The TTL Faculty Initiative harnesses the power of High-Impact Practices – HIPs – to transform the typical undergraduate classroom into an engaged learning experience.

Students sit outside and talk while enjoying the campus.

Decades of research point to the effectiveness of high-impact educational practices — HIPs — that transform students’ lives. These experiential learning opportunities have long been a feature of the Georgia Tech experience through signature co-curricular programs such as co-ops, internships, study abroad, and the VIP program. The HIPs in the Classroom project aims to bring experiential learning into the traditional classroom setting in order to expand access to these transformative activities to all students.

The TTL Innovation Incubator faculty grant program is a primary driver of success for the HIPs in the Classroom project. Faculty incorporate high impact practices into their courses with financial and pedagogical support from the Center for Teaching and Learning and the Office of Experiential and Engaged Learning.

GTREET: Georgia Tech Retreat Exploring Effective Teaching

This annual event is the seedbed and showcase for the TTL initiative. Explore TTL courses at the faculty poster session, participate in TTL workshops, and enjoy lunch with your faculty colleagues.

More Information

Working in a cohort model, grant recipients participate in summer course redesign workshops to learn about the 8 research-supported high-impact elements that all instructors can use to create transformative classroom learning environments.

  • The 2023 pilot cohort designed experiential engagement that fostered significant student learning and evaluated the impact of these changes on student outcomes.
    Read more about the 2023 cohort.
  • The 2024 cohort integrated undergraduate research into traditional courses through CUREs (Course-base Undergraduate Research Experiences) – inquiry-based projects that engage undergraduates in bona fide research experiences within traditional classroom settings – a pedagogy borrowed from the natural sciences that TTL faculty are extending to other disciplines.
    Read more about the 2024 cohort.
  • The 2025 cohort built service-learning courses that integrate classroom instruction with meaningful community engagement.
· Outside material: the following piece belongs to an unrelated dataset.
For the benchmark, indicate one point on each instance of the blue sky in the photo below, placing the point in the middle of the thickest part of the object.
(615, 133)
Community-based learning promotes active engagement, collaboration, and practical application of knowledge, fostering a deeper understanding of academic concepts and cultivating civic responsibility among learners.
    Read more about the 2025 cohort.

Teaching Project Showcase

Visit the Teaching Project Showcase, an online library of teaching innovations, to learn about the transformative teaching projects, including the ones highlighted below.

Documenting Georgia Green Book Sites

Danielle Wilkens

Students connected place, history, and legacy as they catalogued and digitally documented former Green Book sites, some of which are in danger of disappearing. 
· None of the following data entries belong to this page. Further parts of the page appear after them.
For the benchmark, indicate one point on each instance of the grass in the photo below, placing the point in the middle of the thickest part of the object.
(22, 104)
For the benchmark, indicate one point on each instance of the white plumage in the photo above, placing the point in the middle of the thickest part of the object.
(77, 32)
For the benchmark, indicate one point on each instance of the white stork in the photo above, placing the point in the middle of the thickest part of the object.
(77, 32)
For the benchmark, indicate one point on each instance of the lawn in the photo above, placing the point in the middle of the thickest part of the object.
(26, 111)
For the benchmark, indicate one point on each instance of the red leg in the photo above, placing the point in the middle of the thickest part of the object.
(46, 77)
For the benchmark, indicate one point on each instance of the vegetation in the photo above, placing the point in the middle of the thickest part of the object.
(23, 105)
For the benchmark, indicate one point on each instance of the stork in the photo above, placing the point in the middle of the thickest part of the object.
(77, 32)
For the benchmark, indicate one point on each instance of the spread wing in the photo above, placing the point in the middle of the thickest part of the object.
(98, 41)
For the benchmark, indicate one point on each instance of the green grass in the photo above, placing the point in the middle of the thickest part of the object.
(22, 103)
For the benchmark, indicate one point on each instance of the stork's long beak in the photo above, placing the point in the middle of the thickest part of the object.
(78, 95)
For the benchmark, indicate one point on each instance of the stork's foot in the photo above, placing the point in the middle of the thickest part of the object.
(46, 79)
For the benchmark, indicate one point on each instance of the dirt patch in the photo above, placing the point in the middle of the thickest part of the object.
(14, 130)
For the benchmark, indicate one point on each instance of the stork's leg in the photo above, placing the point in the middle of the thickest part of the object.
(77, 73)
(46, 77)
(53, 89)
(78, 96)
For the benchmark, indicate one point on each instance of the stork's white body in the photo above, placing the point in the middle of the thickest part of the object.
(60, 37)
Can a Simulated Internet increase Student Empathy?

Ashutosh Dhekne

This project exposed students to the variability in Internet quality as experienced by many around the world — slow, unresponsive, or intermittently lossy — and then challenged students to repair these issues through active experimentation and reflection.   

Graphic Medicine Project

Leah Misemer

Students achieved increased storytelling skills and cultural sensitivity through partnering with the Shepherd Center to produce comics about the experience that patients with disabilities had with using new assistive technology.  

A "CURE" for the Polymer Processing Lab

Himani Sharma 

The goal of the project was to promote inquiry-based learning by empowering students to design and carry out their own experiments, moving away from a prescriptive, step-by-step approach and toward independent problem-solving and critical thinking. 

Enhancing Programming Proficiency through Robotics Projects

Rodrigo Borela 

Students improved their computational thinking skills, self-efficacy, and attitude toward computing by writing code to initiate various robot behaviors, such as making autonomous deliveries and maze navigation.